Kepiawaian Sutradara Martin McDonagh menempatkan adegan ini dalam filmnya benar-benar menggelikan hati. Film Three Billboards outside Ebbing, Missouri, merupakan sajian drama yang menyenangkan. Kekerasan yang dihadirkannya, baik secara fisik maupun verbal, memang terkadang terkesan brutal, tetapi hal itu lalu disambut dengan reaksi atau dialog atau adegan yang cukup merangsang kejenakaan. Unsur komedi lainnya juga ditopang oleh kehadiran karakter sekunder: Penelope, gadis lugu berusia 19 tahun yang diperankan oleh Samara Weaving; dan James, seorang lelaki cebol yang diperankan oleh Peter Dinklage.

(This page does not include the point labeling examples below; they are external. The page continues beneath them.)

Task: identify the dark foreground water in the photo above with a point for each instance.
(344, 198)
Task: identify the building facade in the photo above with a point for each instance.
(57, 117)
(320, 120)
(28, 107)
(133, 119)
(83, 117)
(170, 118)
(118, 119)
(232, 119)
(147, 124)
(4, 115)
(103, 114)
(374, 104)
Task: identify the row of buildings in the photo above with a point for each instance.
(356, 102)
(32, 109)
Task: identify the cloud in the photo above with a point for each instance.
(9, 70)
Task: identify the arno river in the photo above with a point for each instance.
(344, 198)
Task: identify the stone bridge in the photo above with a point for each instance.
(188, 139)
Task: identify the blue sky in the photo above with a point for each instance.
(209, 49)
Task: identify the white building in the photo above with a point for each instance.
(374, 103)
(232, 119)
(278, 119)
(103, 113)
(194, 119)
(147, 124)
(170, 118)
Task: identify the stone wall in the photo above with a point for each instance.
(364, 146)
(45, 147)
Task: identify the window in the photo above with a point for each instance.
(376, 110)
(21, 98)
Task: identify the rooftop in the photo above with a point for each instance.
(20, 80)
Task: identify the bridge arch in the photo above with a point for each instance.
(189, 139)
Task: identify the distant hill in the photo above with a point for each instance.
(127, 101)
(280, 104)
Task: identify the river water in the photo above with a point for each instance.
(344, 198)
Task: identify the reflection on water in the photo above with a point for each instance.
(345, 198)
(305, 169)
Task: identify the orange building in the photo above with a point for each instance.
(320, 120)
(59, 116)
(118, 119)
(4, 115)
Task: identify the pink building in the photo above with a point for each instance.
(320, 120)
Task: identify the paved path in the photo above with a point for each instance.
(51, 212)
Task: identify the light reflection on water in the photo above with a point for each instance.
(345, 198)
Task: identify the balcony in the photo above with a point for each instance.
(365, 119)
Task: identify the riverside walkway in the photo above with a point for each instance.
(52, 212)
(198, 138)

Bagi saya, film ini juga menghadirkan sensivitas emosional yang kuat. Ibarat sebuah bandul, Three Billboards outside Ebbing, Missouri, mengayunkan kita dari berempati kepada kenestapaan dan rasa bersalah di satu sisi; berempati kepada kemarahan, tanggung jawab, dan menuntut keadilan pada sisi yang lain. Saya pikir, yang menjadi angin dari arah gerak bandul ini adalah Kapol Willoughby. Tanggung jawabnya sebagai polisi, menuntut ia untuk melakukan penyelidikan secara saksama. Namun, penyakit kanker pankreas yang ia derita membuat sejumlah pihak mengasihani dan memafhumi ketidakoptimalan atas penyelidikan yang dilakukannya. Situasi inilah yang kemudian meningkatkan konfrontasi ke tahap krisis. Meski begitu, karakter Kapol Willoughby pulalah yang menjadi kunci terjalinnya rekonsiliasi.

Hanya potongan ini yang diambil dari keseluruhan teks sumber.